In terms of the decisions to be made before 30 September, Shaw cannot ignore the Review without the prospect of another judicial review. Shaw is bound to recognise that NDC deficits will be larger and our international obligations harder to meet unless he or the Government:

  1. ditches the Review, or
  2. at the least, tries to convince investors to start planting again by grandfathering existing forests from the Review (signalling to investors that if they plant their risk/reward assumptions will not be altered by the Government).

Less forest removals likely means that, to comply with the Act, Shaw must go further than the Commission’s 2023 recommendations and satisfy himself that the only way to comply with 2050 zero net carbon, and not force higher costs on future consumers or tank the economy going forward, is for even higher carbon price settings and/or less units coming onto the market.

Shaw, the Government, and the market

The Government must pull the Review immediately to rescue forestry planting going forward.

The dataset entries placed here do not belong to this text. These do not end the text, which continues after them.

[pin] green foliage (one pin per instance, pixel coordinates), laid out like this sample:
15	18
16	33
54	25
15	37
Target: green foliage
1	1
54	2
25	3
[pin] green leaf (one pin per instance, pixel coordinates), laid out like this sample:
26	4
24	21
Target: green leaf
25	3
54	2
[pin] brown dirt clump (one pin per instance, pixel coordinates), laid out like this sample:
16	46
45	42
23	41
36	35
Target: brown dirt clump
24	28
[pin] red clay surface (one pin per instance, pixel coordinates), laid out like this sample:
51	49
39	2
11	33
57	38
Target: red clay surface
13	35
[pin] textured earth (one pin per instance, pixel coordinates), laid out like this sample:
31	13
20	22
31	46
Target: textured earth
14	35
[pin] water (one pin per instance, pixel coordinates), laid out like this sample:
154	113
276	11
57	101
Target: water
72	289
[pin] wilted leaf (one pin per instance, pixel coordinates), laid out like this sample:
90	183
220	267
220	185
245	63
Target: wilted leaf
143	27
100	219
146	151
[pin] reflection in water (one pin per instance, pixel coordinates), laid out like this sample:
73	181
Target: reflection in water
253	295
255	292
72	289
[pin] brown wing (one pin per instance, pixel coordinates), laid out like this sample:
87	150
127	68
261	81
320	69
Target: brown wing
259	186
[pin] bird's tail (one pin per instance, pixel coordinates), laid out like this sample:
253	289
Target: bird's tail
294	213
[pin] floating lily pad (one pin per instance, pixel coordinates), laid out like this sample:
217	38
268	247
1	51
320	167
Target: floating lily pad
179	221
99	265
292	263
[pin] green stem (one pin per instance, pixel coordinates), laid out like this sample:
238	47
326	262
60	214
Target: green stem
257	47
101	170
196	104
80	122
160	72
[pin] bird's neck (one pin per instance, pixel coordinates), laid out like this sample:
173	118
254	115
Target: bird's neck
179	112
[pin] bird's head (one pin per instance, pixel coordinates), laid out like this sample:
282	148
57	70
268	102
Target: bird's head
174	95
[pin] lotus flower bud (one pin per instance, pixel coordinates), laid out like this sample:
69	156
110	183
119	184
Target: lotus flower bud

That would make Shaw’s 30 September decisions less legally hazardous. Grandfathering would be a second-best option, if it restores investor’s confidence to plant (a big if) but may not be enough to satisfy Māori aspirations. If neither happens, Shaw will probably have no alternative but to satisfy himself that even higher NZU prices and fewer auctioned credits are necessary. And Shaw must also be cognisant that the market will never recover to do its job (one of main considerations he must take into account) if the Review does not grandfather existing plantings.

There is a political aspect to this. Pulling the review or at least grandfathering is so obvious a step that it is hard to understand why the PM is not insisting on it. Voters in marginal electorates and Māori are currently being adversely affected by Shaw’s refusal to pull or grandfather the Review, whatever becomes of it, and the Government is 90 days out from an election. It’s a dead horse anyway.